Silvano Agosti: “Così si può salvare il cinema Azzurro Scipioni dalla chiusura”

Le sedie in vendita del cinema Azzurro Scipioni (foto di Giuseppe Schiano di Colella)
Le sedie in vendita del cinema Azzurro Scipioni (foto di Giuseppe Schiano di Colella)

di Claudio Lollobrigida

Ho bisogno dell’aiuto delle istituzioni“. È un appello accorato quello lanciato a RomaH24 da Silvano Agosti, proprietario del cinema Azzurro Scipioni, un simbolo di Prati che rischia di sparire per sempre.

Il regista e scrittore, nelle ultime ore, ha annunciato la chiusura del cinema, mettendo addirittura in vendita le sedie a 5 euro l’una.

“In questa serie di chiusure, nella quale tutte le istituzioni si stanno intrattenendo, è inciampato anche il mio piccolo gioiello poetico, detto cinema Azzurro Scipioni – prosegue Agosti -. La fine non è certa, ma ampiamente minacciata.

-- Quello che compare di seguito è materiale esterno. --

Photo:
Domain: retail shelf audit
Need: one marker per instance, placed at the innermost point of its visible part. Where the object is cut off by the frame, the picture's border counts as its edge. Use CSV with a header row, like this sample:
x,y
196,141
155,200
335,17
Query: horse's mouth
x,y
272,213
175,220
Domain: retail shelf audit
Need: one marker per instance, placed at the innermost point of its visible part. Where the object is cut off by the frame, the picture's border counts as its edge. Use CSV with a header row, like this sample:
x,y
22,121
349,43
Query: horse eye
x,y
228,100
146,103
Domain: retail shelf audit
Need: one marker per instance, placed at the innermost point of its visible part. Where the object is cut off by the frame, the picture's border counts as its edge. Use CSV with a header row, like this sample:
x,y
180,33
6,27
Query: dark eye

E per risolvere la situazione c’è una sola soluzione, ossia che il Comune o lo Stato acquistino quello spazio, e che io successivamente lo affitti“.

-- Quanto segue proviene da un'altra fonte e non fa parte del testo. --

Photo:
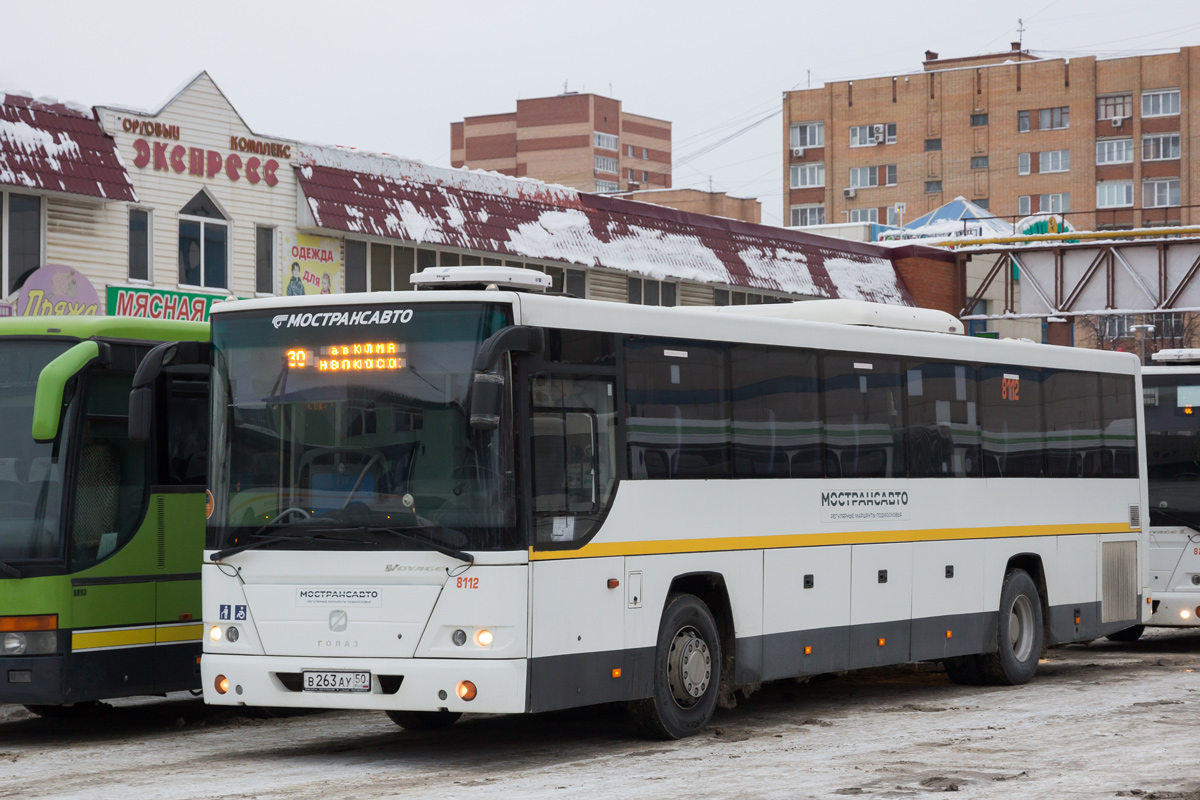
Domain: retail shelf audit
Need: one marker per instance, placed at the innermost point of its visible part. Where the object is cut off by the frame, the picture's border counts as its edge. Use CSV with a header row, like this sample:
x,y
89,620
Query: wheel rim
x,y
1020,627
689,667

SILVANO AGOSTI NELLA SALA DI PROIEZIONE DELL’AZZURRO SCIPIONI

Già, l’affitto. È questo il grande nodo da sciogliere affinché il quartiere non perda uno dei suoi gioielli culturali, di proprietà dei frati domenicani: “Io pago 1600 euro al mese. Se loro affittassero l’immobile a un supermercato ne prenderebbero 10 mila…”.

Il grido d’aiuto di Agosti – che è anche uno dei protagonisti del volume di Typimedia “Prati in 100 personaggi (+1)”  – ha colpito al cuore il nostro quartiere. Subito dopo l’annuncio della chiusura, immediatamente è scattata la gara di solidarietà del quartiere che non intende arrendersi alla chiusura di una delle sue cattedrali della cultura. “Io 5 euro li spendo volentieri, ma per mantenere la sedia al suo posto” ha commentato un utente e subito dopo in dozzine si sono uniti alla sua idea chiedendo il modo per sostenere economicamente il cinema. In attesa di un intervento che possa salvarlo.